The DPRK adopted “Pyongyang capitol city management regulations” as part of the Presidium of the Supreme People’s Assembly decree No. 286 on November 26, 1998. Article 29 of Chapter 4 spells out the qualifications for living in Pyongyang and that those who live outskirts of the city must receive permission from authorities to move into the central area of the town. Thus the suburban Pyongyang citizens were differentiated from the urban residents.
Article 30 states that the Pyongyang residents must be exemplary citizens for the nation and must uphold the honor of being a Pyongyang citizen. If they violate the laws, they will be stripped of citizenship. In short, they will be kicked out of the city and banished to the countryside.
On July 24, 2000, the Presidium of the Supreme People’s Assembly issued Decree No. 1676, entitled, “DPRK Regulation for Citizen Registration.” Article 7 states that one must be seventeen and older to receive the Pyongyang citizen ID. The ID comes with special privileges, such as food rationing, even as the rationing system is terminated in the countryside. The North Korean constitution states that everyone is equal under the socialist system—in words only.
There is a vast difference between Pyongyang and the rest of the country. Pyongyang citizen ID and Pyongyang management regulation were created to distinguish the Pyongyang citizens and the countryside residents. The rules specify that “the state planning department, executive department, state-run companies, and organizations must guarantee food and fuel distribution for Pyongyang as a matter of priority.” It created a “Capital Fund” to carry out this article.
Most of the roads across North Korea are not paved. Streets in Pyongyang are paved with asphalt. Highrise buildings in Pyongyang are heated. Late Kim Il-sung once said, “Pyongyang is capital of revolution, and only those who defend the Party have the right to live there. Only the workers who are completely armed with the Party’s monolithic thoughts, support the Party policies, and live in one principle can live in Pyongyang.”

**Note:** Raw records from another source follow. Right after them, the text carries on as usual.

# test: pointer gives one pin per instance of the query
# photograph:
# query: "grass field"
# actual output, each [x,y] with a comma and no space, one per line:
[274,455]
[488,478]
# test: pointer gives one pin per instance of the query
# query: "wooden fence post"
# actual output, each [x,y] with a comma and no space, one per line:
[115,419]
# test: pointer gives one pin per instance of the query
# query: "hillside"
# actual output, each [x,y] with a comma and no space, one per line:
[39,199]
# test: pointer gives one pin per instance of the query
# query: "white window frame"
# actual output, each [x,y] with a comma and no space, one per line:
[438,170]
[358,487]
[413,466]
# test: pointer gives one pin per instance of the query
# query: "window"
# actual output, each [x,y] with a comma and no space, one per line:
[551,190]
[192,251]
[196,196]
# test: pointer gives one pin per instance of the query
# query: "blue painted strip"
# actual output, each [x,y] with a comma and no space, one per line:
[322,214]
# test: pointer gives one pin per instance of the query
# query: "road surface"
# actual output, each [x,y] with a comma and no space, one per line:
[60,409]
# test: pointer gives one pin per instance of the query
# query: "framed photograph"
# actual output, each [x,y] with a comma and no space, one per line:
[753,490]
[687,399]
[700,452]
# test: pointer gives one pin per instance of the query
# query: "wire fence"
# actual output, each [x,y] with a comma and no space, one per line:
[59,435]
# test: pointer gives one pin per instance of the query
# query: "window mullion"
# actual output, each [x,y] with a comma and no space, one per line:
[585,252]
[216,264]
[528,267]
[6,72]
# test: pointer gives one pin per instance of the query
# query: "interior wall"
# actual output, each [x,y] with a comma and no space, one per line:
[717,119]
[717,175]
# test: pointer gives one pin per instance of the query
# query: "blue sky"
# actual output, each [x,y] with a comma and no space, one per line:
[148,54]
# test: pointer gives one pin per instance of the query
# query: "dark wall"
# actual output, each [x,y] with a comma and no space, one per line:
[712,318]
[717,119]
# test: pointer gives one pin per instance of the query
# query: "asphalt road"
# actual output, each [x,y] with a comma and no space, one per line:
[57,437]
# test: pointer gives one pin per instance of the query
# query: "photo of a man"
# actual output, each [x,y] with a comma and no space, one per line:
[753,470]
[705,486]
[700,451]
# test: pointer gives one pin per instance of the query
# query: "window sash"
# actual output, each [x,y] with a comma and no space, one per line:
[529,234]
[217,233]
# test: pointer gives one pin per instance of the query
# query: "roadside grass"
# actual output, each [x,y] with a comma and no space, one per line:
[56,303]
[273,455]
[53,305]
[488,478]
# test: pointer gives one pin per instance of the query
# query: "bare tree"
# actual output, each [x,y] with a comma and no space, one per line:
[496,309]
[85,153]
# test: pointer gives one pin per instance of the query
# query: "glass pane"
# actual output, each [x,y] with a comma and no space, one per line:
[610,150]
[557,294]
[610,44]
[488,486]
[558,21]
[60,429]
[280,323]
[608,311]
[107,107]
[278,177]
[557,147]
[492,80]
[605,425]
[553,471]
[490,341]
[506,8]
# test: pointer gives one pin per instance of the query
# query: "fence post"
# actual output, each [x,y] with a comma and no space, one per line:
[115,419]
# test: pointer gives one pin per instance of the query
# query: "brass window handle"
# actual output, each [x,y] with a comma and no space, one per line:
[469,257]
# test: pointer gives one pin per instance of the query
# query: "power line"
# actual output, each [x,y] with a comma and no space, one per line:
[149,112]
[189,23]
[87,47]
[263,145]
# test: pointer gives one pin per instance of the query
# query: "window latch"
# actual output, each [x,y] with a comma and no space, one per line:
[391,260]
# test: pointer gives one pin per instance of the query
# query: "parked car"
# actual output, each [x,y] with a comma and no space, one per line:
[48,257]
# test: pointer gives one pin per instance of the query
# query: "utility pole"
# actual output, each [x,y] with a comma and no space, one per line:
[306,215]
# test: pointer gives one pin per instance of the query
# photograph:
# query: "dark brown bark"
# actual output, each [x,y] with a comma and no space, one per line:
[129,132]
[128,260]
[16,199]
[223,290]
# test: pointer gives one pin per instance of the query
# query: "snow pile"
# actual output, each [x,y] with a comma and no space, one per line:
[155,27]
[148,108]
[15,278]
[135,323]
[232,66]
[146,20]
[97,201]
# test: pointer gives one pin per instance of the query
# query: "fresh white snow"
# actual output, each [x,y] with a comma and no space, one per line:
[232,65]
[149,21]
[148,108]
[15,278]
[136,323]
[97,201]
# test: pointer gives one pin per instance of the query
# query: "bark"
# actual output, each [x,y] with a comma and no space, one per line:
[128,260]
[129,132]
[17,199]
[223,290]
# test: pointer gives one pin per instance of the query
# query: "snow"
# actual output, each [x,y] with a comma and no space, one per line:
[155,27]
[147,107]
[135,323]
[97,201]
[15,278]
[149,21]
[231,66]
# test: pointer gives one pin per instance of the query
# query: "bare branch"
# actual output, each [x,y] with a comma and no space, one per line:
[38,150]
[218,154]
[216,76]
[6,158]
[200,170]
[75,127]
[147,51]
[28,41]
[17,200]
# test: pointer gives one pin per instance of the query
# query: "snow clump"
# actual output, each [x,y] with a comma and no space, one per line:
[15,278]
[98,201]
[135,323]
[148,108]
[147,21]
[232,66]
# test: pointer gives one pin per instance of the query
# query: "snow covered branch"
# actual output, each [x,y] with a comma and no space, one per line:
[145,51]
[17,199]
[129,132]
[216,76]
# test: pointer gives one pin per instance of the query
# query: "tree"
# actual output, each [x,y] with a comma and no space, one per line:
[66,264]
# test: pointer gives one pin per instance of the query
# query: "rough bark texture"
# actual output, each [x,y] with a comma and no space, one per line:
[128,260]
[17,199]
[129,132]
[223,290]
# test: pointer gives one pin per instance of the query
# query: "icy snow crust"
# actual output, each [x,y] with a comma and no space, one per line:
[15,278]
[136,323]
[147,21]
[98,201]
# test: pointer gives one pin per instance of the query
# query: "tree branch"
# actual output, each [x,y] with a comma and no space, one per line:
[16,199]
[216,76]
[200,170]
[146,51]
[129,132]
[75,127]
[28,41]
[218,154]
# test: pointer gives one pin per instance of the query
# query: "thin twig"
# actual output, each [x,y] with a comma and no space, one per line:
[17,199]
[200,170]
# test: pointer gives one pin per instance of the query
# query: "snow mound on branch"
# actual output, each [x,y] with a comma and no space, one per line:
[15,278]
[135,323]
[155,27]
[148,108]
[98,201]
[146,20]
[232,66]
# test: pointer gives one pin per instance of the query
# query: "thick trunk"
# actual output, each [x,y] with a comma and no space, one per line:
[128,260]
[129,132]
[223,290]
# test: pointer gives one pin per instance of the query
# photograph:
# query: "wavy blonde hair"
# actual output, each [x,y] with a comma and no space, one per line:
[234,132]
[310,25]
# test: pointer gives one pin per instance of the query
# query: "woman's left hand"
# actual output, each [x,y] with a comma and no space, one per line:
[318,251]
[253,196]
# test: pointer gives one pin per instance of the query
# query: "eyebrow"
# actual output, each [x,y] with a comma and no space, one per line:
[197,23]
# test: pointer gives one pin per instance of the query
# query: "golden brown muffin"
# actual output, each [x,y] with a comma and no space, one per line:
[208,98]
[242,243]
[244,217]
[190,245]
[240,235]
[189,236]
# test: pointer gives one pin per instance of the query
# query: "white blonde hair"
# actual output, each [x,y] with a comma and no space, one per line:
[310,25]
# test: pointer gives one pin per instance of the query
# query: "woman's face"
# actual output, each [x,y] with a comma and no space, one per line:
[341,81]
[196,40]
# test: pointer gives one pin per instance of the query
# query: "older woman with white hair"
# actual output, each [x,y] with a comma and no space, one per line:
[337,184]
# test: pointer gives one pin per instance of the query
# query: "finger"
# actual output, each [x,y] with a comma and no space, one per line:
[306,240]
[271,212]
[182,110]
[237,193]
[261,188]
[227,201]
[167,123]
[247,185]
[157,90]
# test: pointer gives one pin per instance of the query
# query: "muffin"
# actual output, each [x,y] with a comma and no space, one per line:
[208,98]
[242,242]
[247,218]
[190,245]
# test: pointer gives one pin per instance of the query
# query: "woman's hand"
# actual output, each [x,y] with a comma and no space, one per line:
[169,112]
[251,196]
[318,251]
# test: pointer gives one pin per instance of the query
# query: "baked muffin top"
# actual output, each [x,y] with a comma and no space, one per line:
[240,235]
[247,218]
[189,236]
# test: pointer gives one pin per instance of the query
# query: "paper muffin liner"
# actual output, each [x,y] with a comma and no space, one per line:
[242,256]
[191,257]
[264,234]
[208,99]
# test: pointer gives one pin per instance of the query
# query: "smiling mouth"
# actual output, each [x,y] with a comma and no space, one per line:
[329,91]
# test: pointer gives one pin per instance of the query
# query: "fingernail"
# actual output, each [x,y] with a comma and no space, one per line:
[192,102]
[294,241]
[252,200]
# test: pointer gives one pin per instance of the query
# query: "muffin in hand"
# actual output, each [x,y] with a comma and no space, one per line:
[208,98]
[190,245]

He also ordered a system to have factories send their products to Pyongyang first. His son Kim Jong-il focused on propaganda projects such as “the 13th Global Students Festival” even though the North Korean economy started to falter in the second half of the 1980s. Kim Jong-il poured his resources into external propaganda works, even as to instruct the propaganda crew to transform anti-communist tourists into sympathizers for socialism after one visit to Pyongyang. He also banished all the handicapped people from Pyongyang, thinking that it would improve the image of the city.
In the 90s, when power shortage was severe, Kim Jong-il terminated the electric power supply to cities in the countryside, diverting the electrical power to Pyongyang. He wanted to make sure that Pyongyang had lights for foreign visitors to see. As a reference, a luxury apartment in Pyongyang costs about 400,000 dollars, while an equivalent would cost around 250,000 dollars.
These days, those Pyongyang citizens without money are being displaced out of the city. Wealthy people from the countryside are buying Pyongyang citizenship, which was impossible to imagine during the Kim Il-sung/Kim Jong-il era. But now, anyone can buy citizenship. The poor class among the Pyongyang citizenry regard their citizenship as their backup fund in the event someone gets sick or some other emergency. They can sell citizenship for 100,000 dollars. There is a saying in Pyongyang that one can acquire the coveted hero status as long as he has a million dollars.